En la costa patagónica, el turismo ocupa el tercer lugar en materia de ingresos, después del petróleo y de la pesca. En 2005, el ecoturismo reportó a Chubut 165 millones de dólares en ganancias directas y otros 300 millones en ganancias indirectas.

En 2003, el Instituto Nacional de Investigaciones Pesqueras autorizó la pesquería experimental de anchoíta a pequeña escala en Chubut, como una alternativa a la merluza. Caille, Guillermo Harris (también de Patagonia Natural), Elizabeth Skewgar y Dee Boersma, de la Universidad de Washington en Seattle, subrayaron que ese plan no incluye mecanismos para evaluar su efecto en la fauna marina.

"El ecosistema del Atlántico sudoccidental es un ecosistema productivo; quizás es uno de los últimos lugares del planeta donde aún se puede pescar en forma sostenida recursos como la merluza, el calamar y el langostino —hace notar Caille—. Por eso, una de las prioridades en manejo pesquero y de ambientes marinos es mantener los procesos claves que sostienen el ecosistema, entre los que se destacan las cadenas alimentarias, que conectan al fitoplancton con los eslabones superiores, hasta llegar a las aves y a los mamíferos marinos".

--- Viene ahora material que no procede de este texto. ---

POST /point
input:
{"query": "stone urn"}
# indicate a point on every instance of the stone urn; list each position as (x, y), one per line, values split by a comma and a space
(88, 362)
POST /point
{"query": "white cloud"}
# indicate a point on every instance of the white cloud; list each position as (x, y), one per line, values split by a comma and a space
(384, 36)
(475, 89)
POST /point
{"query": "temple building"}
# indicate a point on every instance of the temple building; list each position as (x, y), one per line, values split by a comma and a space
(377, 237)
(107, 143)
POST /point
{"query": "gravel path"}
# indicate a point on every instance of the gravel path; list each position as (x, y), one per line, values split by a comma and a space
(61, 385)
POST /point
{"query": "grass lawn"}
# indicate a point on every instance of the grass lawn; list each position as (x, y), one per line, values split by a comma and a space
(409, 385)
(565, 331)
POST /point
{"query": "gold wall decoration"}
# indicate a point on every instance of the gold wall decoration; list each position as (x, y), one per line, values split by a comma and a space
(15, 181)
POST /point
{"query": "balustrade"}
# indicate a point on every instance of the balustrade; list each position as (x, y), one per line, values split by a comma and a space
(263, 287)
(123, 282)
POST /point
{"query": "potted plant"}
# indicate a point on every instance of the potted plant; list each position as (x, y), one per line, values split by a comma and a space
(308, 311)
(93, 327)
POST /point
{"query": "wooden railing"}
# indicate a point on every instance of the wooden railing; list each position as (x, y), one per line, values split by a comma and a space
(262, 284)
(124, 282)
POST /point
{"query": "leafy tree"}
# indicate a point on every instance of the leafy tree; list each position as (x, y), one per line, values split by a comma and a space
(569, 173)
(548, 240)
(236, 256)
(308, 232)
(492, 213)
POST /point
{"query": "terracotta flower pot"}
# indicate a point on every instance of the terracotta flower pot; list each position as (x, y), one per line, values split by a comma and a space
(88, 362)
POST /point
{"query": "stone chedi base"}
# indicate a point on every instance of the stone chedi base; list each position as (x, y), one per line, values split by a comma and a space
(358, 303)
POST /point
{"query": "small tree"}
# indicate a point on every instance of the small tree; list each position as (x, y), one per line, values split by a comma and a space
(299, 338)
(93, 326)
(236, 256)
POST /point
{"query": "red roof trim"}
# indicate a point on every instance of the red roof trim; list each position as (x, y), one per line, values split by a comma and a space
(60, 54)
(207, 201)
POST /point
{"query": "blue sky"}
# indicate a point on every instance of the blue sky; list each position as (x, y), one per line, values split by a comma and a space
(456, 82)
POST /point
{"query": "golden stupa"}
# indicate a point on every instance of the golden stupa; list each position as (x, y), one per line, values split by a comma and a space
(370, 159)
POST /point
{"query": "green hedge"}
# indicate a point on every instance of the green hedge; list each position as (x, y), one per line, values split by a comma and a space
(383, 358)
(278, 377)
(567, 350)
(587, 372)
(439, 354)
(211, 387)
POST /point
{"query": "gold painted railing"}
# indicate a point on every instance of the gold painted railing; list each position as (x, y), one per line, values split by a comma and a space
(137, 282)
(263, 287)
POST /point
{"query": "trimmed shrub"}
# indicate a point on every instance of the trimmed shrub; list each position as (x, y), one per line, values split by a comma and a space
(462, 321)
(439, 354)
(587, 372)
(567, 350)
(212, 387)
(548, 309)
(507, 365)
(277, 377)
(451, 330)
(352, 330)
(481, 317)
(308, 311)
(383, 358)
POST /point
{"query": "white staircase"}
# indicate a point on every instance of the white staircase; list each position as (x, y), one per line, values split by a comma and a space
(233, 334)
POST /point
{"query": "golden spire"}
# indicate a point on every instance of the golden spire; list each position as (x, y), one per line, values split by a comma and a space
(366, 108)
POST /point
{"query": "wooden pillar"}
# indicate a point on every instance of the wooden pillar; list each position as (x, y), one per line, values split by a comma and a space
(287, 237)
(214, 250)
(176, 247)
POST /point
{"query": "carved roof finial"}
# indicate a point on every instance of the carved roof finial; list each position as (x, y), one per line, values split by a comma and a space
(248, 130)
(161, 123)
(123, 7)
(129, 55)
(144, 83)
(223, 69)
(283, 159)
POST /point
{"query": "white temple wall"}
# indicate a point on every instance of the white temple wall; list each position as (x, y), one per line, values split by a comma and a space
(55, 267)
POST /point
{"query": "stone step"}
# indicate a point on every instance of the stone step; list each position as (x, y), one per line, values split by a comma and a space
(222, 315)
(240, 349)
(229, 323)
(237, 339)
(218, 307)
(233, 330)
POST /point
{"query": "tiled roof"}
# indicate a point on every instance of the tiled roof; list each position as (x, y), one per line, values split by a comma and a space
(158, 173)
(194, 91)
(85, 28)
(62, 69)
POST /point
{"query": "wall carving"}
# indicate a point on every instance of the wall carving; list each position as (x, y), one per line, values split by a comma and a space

Dos escenarios posibles preocupan a los científicos. Como la captura tradicional de anchoíta frente a a las costas bonaerenses viene en aumento —vinculada con una menor zafra en el mar Cantábrico—, temen que se repita lo ocurrido con la merluza.

"Por razones sociales, políticas y de intereses se pescaba el doble de merluza de lo recomendado por los biólogos (creemos en realidad era el triple). En dos años se desmadró la pesquería y llevamos una década tratando de remontarla", recalca Caille.

El artículo de Science subraya que, una vez que se invirtió dinero en pesca, desde lo político resulta difícil tomar "las decisiones biológicamente racionales", pues arrastran consecuencias sociales.

El otro escenario temido es que la anchoíta, su captura en aguas argentinas se destina a consumo humano, se reoriente a la elaboración de harina de pescado (para alimentación de aves de corral y de salmones, en piscicultura), como ocurre en Uruguay. Entonces, las más de 30.000 toneladas recogidas en Argentina en 2004 y 2005 —por primera vez en 30 años—, serían insuficientes, pues haría falta 300.000 toneladas.

"Los ecosistemas de la Patagonia no están en condiciones de soportar una fuerte presión pesquera en este tipo de especies, porque pondría en riesgo la viabilidad de la fauna superior —señaló Caille—. Nosotros aún estamos a tiempo de prevenir el colapso que ya se ha producido en otros lugares, y del cual están tratando de volver".